A system switching control method for a computer system according to claim 9,
The sixth step includes
The management computer includes a step of transmitting, to the storage device, an instruction to set a third storage unit that performs mirroring of the second storage unit accessed by the second computer. System switching control method.

A system switching control method for a computer system according to claim 9,
The switch part is
An I / O device path connecting the I / O interface of the first computer and the storage apparatus, and an I / O device path connecting the I / O interface of the second computer and the storage apparatus And a system switching control method for a computer system, characterized in that the I / O switch controls the system.

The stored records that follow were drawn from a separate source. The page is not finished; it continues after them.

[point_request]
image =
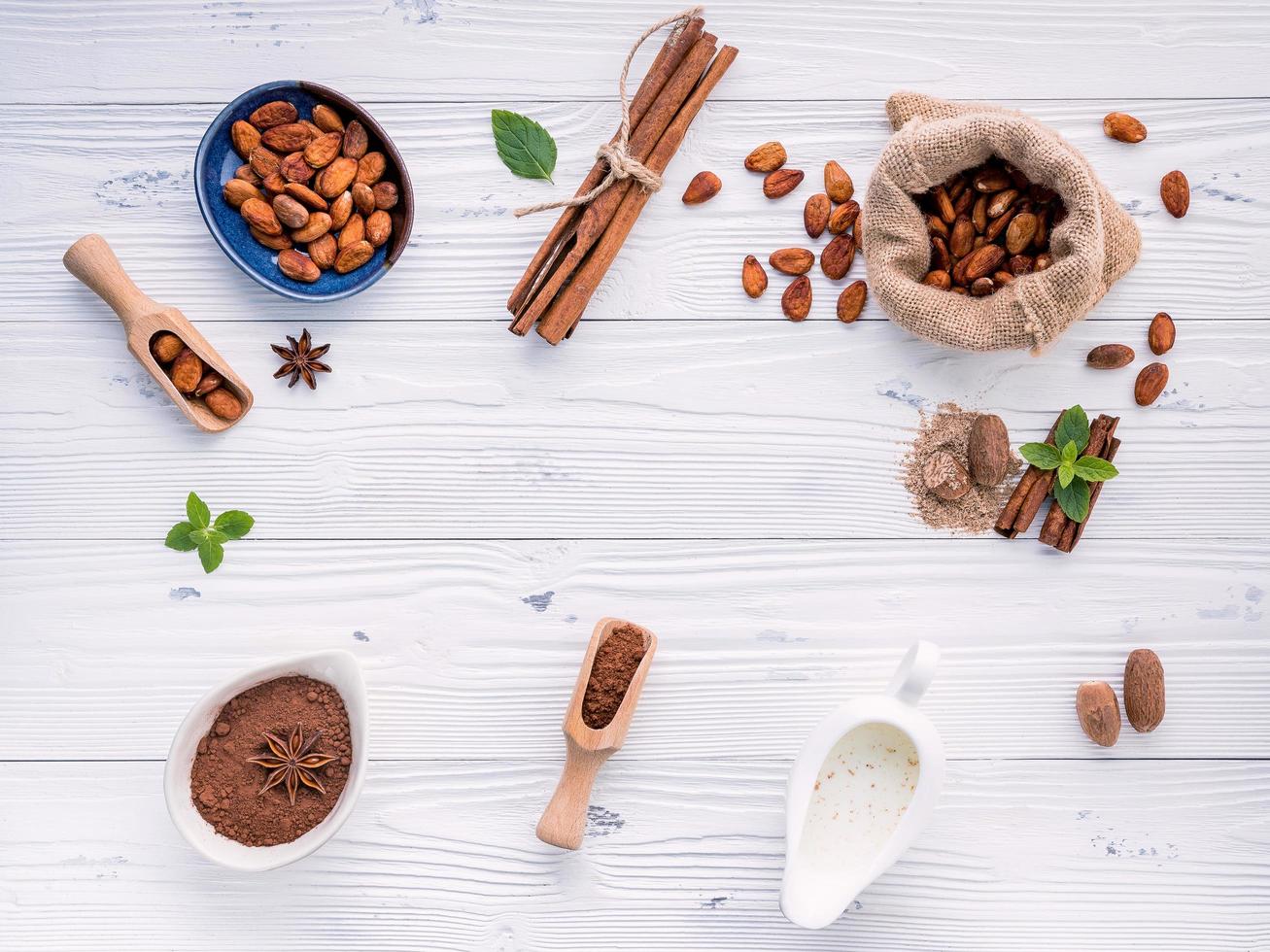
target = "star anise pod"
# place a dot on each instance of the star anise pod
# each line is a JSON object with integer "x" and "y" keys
{"x": 301, "y": 359}
{"x": 292, "y": 762}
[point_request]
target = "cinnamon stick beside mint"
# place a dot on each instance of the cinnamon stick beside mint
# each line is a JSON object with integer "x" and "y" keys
{"x": 1029, "y": 495}
{"x": 1075, "y": 529}
{"x": 597, "y": 215}
{"x": 1101, "y": 431}
{"x": 566, "y": 309}
{"x": 665, "y": 65}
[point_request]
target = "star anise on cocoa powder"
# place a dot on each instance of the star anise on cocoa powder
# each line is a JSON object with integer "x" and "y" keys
{"x": 301, "y": 359}
{"x": 292, "y": 762}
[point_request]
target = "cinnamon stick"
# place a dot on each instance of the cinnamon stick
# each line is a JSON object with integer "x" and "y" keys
{"x": 1074, "y": 532}
{"x": 1055, "y": 521}
{"x": 597, "y": 215}
{"x": 1026, "y": 499}
{"x": 663, "y": 66}
{"x": 567, "y": 306}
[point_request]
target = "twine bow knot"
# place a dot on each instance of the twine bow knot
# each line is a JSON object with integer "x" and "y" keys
{"x": 616, "y": 153}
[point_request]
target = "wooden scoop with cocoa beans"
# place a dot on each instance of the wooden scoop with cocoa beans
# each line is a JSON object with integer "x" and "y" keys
{"x": 595, "y": 724}
{"x": 197, "y": 379}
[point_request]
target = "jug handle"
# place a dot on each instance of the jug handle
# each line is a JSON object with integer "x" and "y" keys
{"x": 914, "y": 673}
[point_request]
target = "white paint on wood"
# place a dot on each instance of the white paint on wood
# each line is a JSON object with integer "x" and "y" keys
{"x": 474, "y": 646}
{"x": 1057, "y": 857}
{"x": 672, "y": 430}
{"x": 129, "y": 51}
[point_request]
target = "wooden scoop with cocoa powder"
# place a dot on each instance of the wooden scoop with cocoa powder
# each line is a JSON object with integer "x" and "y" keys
{"x": 197, "y": 379}
{"x": 595, "y": 724}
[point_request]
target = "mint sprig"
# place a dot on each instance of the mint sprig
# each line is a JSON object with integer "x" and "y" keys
{"x": 1075, "y": 471}
{"x": 206, "y": 536}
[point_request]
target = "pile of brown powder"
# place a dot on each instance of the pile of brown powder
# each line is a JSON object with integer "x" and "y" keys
{"x": 975, "y": 513}
{"x": 611, "y": 671}
{"x": 226, "y": 789}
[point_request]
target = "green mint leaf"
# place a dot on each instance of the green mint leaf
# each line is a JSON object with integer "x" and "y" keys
{"x": 1075, "y": 499}
{"x": 1074, "y": 428}
{"x": 211, "y": 554}
{"x": 525, "y": 148}
{"x": 1043, "y": 456}
{"x": 234, "y": 524}
{"x": 1095, "y": 470}
{"x": 178, "y": 537}
{"x": 197, "y": 512}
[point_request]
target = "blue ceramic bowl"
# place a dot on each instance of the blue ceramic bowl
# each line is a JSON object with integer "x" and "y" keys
{"x": 218, "y": 161}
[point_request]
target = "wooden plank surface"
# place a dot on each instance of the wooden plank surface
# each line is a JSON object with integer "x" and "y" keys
{"x": 1047, "y": 856}
{"x": 474, "y": 646}
{"x": 673, "y": 430}
{"x": 127, "y": 173}
{"x": 456, "y": 505}
{"x": 144, "y": 51}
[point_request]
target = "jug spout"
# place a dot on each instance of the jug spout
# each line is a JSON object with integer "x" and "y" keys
{"x": 815, "y": 905}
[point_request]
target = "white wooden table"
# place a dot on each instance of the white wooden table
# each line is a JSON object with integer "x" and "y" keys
{"x": 456, "y": 505}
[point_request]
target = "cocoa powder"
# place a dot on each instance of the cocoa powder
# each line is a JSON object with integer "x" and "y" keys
{"x": 947, "y": 430}
{"x": 226, "y": 787}
{"x": 611, "y": 671}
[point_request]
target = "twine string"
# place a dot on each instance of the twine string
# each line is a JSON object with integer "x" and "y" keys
{"x": 621, "y": 162}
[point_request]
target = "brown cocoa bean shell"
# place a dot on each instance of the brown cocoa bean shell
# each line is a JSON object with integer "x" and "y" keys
{"x": 791, "y": 260}
{"x": 356, "y": 141}
{"x": 1110, "y": 357}
{"x": 187, "y": 369}
{"x": 276, "y": 113}
{"x": 815, "y": 215}
{"x": 837, "y": 256}
{"x": 753, "y": 278}
{"x": 353, "y": 256}
{"x": 781, "y": 182}
{"x": 244, "y": 136}
{"x": 797, "y": 300}
{"x": 290, "y": 212}
{"x": 1161, "y": 334}
{"x": 704, "y": 187}
{"x": 1150, "y": 384}
{"x": 766, "y": 157}
{"x": 297, "y": 265}
{"x": 851, "y": 301}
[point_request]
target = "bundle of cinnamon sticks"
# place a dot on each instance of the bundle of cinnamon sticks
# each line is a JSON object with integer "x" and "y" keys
{"x": 577, "y": 253}
{"x": 1058, "y": 529}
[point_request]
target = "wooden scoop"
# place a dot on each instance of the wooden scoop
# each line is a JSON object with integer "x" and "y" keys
{"x": 91, "y": 260}
{"x": 587, "y": 748}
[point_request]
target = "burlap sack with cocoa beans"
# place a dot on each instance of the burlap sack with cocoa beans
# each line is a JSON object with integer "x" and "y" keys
{"x": 1093, "y": 247}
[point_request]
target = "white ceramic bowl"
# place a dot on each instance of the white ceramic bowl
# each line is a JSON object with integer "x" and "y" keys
{"x": 335, "y": 667}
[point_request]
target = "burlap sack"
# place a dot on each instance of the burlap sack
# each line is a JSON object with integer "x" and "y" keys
{"x": 1093, "y": 247}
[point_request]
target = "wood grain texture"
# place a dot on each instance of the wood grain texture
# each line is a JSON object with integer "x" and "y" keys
{"x": 475, "y": 646}
{"x": 1057, "y": 857}
{"x": 704, "y": 429}
{"x": 562, "y": 49}
{"x": 127, "y": 173}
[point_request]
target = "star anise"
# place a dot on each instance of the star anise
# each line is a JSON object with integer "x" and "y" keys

A system switching control method for a computer system according to claim 9,
It further has a virtualization unit that virtualizes the physical computer,
The virtualization unit
As the first computer, a first virtual computer having a virtual processor, a virtual memory, and a virtual I / O interface is allocated,
As the second computer, a second virtual computer having a virtual processor, a virtual memory, and a virtual I / O interface is allocated,
As the switch unit, a path of an I / O device that connects the I / O interface of the first virtual machine and the storage apparatus, a virtual I / O interface of the second virtual machine, and the storage apparatus Control the path of the connected I / O device,
The first computer has a memory dump unit that outputs the contents of the virtual memory when a predetermined condition is met,
The memory dump unit is
A system switching control method for a computer system, wherein an I / O output for writing the contents of the virtual memory to the storage device is transmitted to the virtual I / O interface when the predetermined condition is met.

A system switching control method for a computer system according to claim 9,
The previous fourth step is
The management computer connects the I / O interface of the first computer and the buffer, and sends a command to connect the buffer and the second storage unit to the switch unit;
A system switching control method for a computer system, wherein the management computer transmits a command for connecting the I / O interface of the second computer and the first storage unit to the switch unit.